Roundup: Facebook and Google SDKs, Cloud competition hots up

Late last week Facebook announced the availability of the alpha version of its C# SDK.

While some claim the SDK is little more than a wrapper for HttpRequest, it represents Facebook’s first official move into libraries for Microsoft platforms. Interesting features it includes are baked-in OAuth 2.0 authentication and support for the Facebook Open Graph API – so even if applications don’t use this for the usual Facebook user data, we should see lots of platforms making use of it to obtain data from the Open Graph.

The SDK is open-source and available on Github.

While we’re talking about SDKs, Google updated their Data API .NET SDK late last week too. The new version adds support for Documents, Contacts, Google Analytics, and a new resumable upload feature for uploading huge YouTube videos and files to Google Docs.

This SDK is also open source and available to download on Google Code.

One final piece of follow-up news from last week. We previously discussed the Azure Appliance, Microsoft’s approach at the problem of large corporations and governments wanting to host their own cloud solutions.

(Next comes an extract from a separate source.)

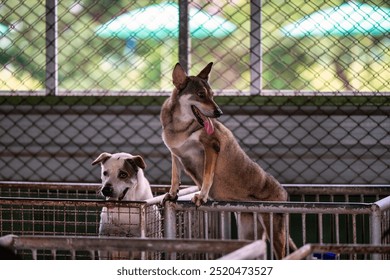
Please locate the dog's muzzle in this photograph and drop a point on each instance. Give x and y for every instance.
(107, 190)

RackSpace have taken an entirely different solution – they have released their code as an open-source project called OpenStack. Early contributors to the codebase include NASA (as part of their Nebula Cloud Platform), Dell and Rightscale.

The project is released under the Apache license, which allows for just about any use of it you could imagine – so we may see many sub-projects popping up over the coming months.

You can read about OpenStack and grab the code on their website.